Com a política quântica, a realidade objetiva não existe. Cada coisa define-se, provisoriamente, em relação com uma outra coisa qualquer e, sobretudo, cada observador determina a sua própria realidade. No novo mundo, como disse o presidente da Google, Eric Schmidt, é cada vez mais raro aceder a conteúdos que não sejam talhados à medida. Os algoritmos da Apple, do Facebook e do próprio Google fazem com que cada um de nós receba as informações que lhe interessam. E se, como diz Zuckerberg, nós estamos mais interessados num esquilo agarrado à árvore diante de nós do que na fome em África, o algoritmo fará com que sejamos bombardeados com notícias sobre os roedores do bairro, eliminando assim qualquer referência àquilo que se passa do outro lado do mediterrâneo.

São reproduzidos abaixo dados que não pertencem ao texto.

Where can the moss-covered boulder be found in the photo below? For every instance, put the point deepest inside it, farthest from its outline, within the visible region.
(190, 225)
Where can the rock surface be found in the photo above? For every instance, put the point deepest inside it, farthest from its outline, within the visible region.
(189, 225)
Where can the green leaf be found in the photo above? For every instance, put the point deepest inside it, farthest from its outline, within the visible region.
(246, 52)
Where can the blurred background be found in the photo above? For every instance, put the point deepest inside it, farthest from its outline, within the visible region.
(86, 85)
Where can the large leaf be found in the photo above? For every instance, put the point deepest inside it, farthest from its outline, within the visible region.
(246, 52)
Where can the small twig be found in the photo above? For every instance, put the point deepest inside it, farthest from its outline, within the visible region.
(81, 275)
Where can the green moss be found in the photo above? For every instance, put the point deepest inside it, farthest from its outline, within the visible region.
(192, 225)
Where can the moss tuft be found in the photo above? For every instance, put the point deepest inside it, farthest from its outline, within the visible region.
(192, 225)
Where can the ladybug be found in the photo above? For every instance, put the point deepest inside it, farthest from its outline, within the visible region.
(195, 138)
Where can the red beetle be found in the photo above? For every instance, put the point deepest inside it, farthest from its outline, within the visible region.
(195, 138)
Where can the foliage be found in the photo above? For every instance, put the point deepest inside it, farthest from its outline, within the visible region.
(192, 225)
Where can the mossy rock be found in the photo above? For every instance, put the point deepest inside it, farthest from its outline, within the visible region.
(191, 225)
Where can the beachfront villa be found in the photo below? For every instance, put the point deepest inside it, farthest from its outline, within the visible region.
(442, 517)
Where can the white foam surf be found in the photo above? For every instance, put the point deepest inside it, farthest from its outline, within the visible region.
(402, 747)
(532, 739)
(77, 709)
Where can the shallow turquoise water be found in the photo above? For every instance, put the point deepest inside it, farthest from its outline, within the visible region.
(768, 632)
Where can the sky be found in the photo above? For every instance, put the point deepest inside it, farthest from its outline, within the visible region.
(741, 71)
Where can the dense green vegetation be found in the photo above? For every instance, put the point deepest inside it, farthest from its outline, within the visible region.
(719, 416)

Por isso, na política quântica, a versão do mundo que cada um de nós vê é literalmente invisível aos olhos dos outros. O que afasta cada vez mais a possibilidade de um entendimento. De acordo com a sabedoria popular, para nos entendermos seria preciso "colocarmo-nos no lugar do outro", mas na realidade dos algoritmos esta operação torna-se impossível. Cada um de nós caminha na sua própria bolha, no interior da qual se fazem ouvir algumas vozes mas outras não, e alguns factos existem mas outros não. E não temos nenhuma possibilidade de sair dela e ainda menos de a trocar com outra pessoa. "Parecemos loucos uns aos outros", diz Jaron Lanier, e é bem verdade. Porque já não são as nossas opiniões sobre os factos que nos dividem, mas os próprios factos.

Empoli, G. da (2023). Os Engenheiros do Caos (pp. 169, 170-1). Lisboa: Gradiva.